Fixed for torchtune here: https://github.com/meta-llama/llama-stack/pull/1437
I'm going to adopt the same pattern for more providers once this first consumer of the async scheduler is merged.
WIll try to pickup some of these to solve inbuilt tools blocking network calls.
- Added Faiss search non blocking call as well.
- Made mongo sync client into async
#1509
Just adding a bit more detail after some investigations
The routes are called by create_dynamic_typed_route in llama_stack/distribution/server/server.py which calls them asynchronously with 'await' if the function is defined as a coroutine, if not it is called synchronously but this only works around keeping the python interpreter happy, coroutines will block the event loop if they contain a blocking call, and synchronous calls block the same event loop.
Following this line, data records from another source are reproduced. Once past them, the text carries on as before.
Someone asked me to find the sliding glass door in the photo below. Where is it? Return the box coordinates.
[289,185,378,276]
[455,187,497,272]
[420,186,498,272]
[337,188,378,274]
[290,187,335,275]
e.g. we can see this in datasetio/localfs.py in 'async def iterrows' which blocks the entire server when loading data from csv (pandas.read_csv)
Acording to the FastAPI doc https://fastapi.tiangolo.com/async/#very-technical-details "When you declare a path operation function with normal def instead of async def, it is run in an external threadpool that is then awaited, instead of being called directly (as it would block the server)."
But declaring the iterrows as a normal def doesn't do this. Due to (I think) the way create_dynamic_typed_route calls the function (it doesn't start a new thread merely just calls the function without 'await')
I think a reasonable approach would be to
- Update places where we know blocking is occurring (i.e. the list Ben identifies above) but also
- Update create_dynamic_typed_route to create a thread for any synonymous functions to give as a fallback if needed
providers/utils/inference/embedding_mixin.py blocking loading and usage of embedding model
providers/utils/inference/litellm_openai_mixin.py blocking calls to litellm
providers/remote/inference/runpod/runpod.py blocking calls to OpenAI client
Pr to address these ones is #1645
providers/inline/vector_io/sqlite_vec/sqlite_vec.py blocking database operations (query, insert, etc)
PR to address this is https://github.com/meta-llama/llama-stack/pull/1762
code_interpreter was covered here https://github.com/meta-llama/llama-stack/pull/1654
This issue has been automatically marked as stale because it has not had activity within 60 days. It will be automatically closed if no further activity occurs within 30 days.
@bbrowning maybe we can have a checklist be part of this bug since it seems to be being worked on piecemeal?
providers/utils/inference/embedding_mixin.py
- blocking loading and usage of embedding model
https://github.com/llamastack/llama-stack/pull/3335
This issue has been automatically marked as stale because it has not had activity within 60 days. It will be automatically closed if no further activity occurs within 30 days.